Koşmaya devam etti.İşte
oradaydı.Melez Kampı oradaydı.İçini bir sevinç dalgası sardı.Oraya
ulaşmalıydı."Keşke babamın hangi tanrı
olduğunu bilseydim." Diye düşündü.Merak
etme diye geçirdim içimden sana kampta söylerler.Tabi ben bunu der demez
hemen kampa gittim.Ben bunları yaparken onun içini de başka düşünceler
kemiriyordu.
Ben mi?O bir şeyler düşünürken kampa
gitmiş Kheiron’la konuşmuştum.Zavallı yaşlı sentor (Mitolojide at-adam)
bir tanrıyı karşısında görünce ne yapacağını şaşırmıştı.Çünkü bir tanrı
çoğunlukla bu kampa gelmez.Yine de ona olayı anlatmış, kızımın
geleceğini söyledikten sonra hemen onaylayıp kampın girişine doğru
koşmaya başlamıştı.
Yeniden krallığıma döndüğümde kızım
yine bir şeyler düşünüyordu ama bu sefer düşüncelerinde telaştan çok
merak vardı.
İkisinin Gözünden….
Acaba nerede kalacaktı.Onun
geleceğini biliyorlar mıydı?
Bunu düşünürken oraya varmış olduğunu
ancak 1-2 dakika sonra fark etti.Ata binmiş bir adam ona doğru
geliyordu.1 saniye bu adam ata binmemişti.O bir at-adamdı.Acaba daha
nelerle karşılaşacağım?Diye düşündü yine de rahatlamıştı buraya sağ
salim ulaşmıştı.At adam ona yaklaştı ve şunları söyledi:
-Hoşgeldin Kate, baban bize
geleceğini söyledi.
-Babam mı?
-Evet.Senin baban POSEİDON.
Kate’nın Gözünden…
-Poseidon mu?!Peki neden bana bir şey
göndermedi.Yani en azından bir mesaj, bunu yapmalıydı!Peki siz bunu
nereden biliyorsunuz ve kimsiniz?Yoksa ben gelmeden önce o buraya geldi
mi?Yani onu görmeyi kısa süreyle mi kaçırdım?!Olamazz!!Soruları peşi sıra söylüyordum ama
umrumda değildi.Yorgundum,açtım,susuzdum,korkmuştum,öfkeliydim.Eh tüm bu
duyguları barındıran birinin pek de sakin olmasını bekleyemezsiniz.Oysa
çok sakindi.Bana bir yerden tanıdık geliyordu ama çıkaramamıştım.Belki
ismini söylese bilirdim.Bana cevap vermesini bekledim.
-Evet baban
Poseidon.Denizlerin,fırtınanın,depremlerin Tanrısı.Ve evet senden önce
buraya kısa süreliğine geldi ve benle konuştu.Bir yarım saat kadar
önce.Sana bir mesaj elbette göndermiş ki sen buraya gelmişsin.O sen
geldiğinde burada olsa bile giderdi.Çünkü Tanrıların ve Tanrıçaların
çocuklarıyla doğrudan ilişki kurmak yasak.Ve bana gelince ismim Kherion.

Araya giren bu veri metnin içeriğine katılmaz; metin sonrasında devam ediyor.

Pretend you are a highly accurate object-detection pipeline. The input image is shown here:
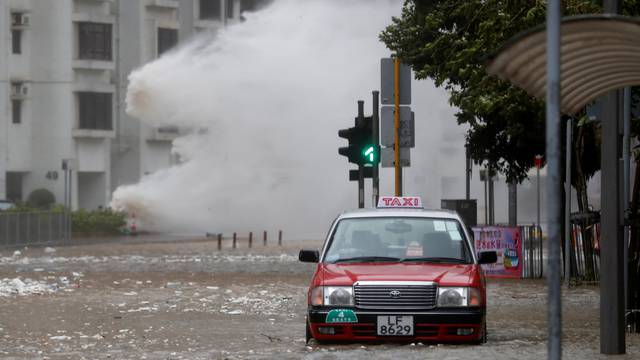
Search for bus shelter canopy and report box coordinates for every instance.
[488,14,640,115]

Bu ismi tanıyordum.Herakles’e (Roma
adıyla Herkül) o öğretmenlik yapmıştı ama ben onun öldüğünü
sanmıştım.Demek daha öğreneceğim çok şey vardı.
Kısa bir yürüyüşün
ardından büyük ev dedikleri yere varmıştık.Gerçekten çok güzel bir
yerdi.Benim kalacağım yerde ayrı güzeldi.Deniz taşlarından
yapılmıştı,duvarlarının renkleri deniz mavisiydi ve bu olay odaya farklı
bir hava katıyordu,en iyisi ise odanın sonunda bir çeşme akıyordu ve
içi para doluydu.Sonradan bu paraların İris’e (Gökkuşağı Tanrıçası)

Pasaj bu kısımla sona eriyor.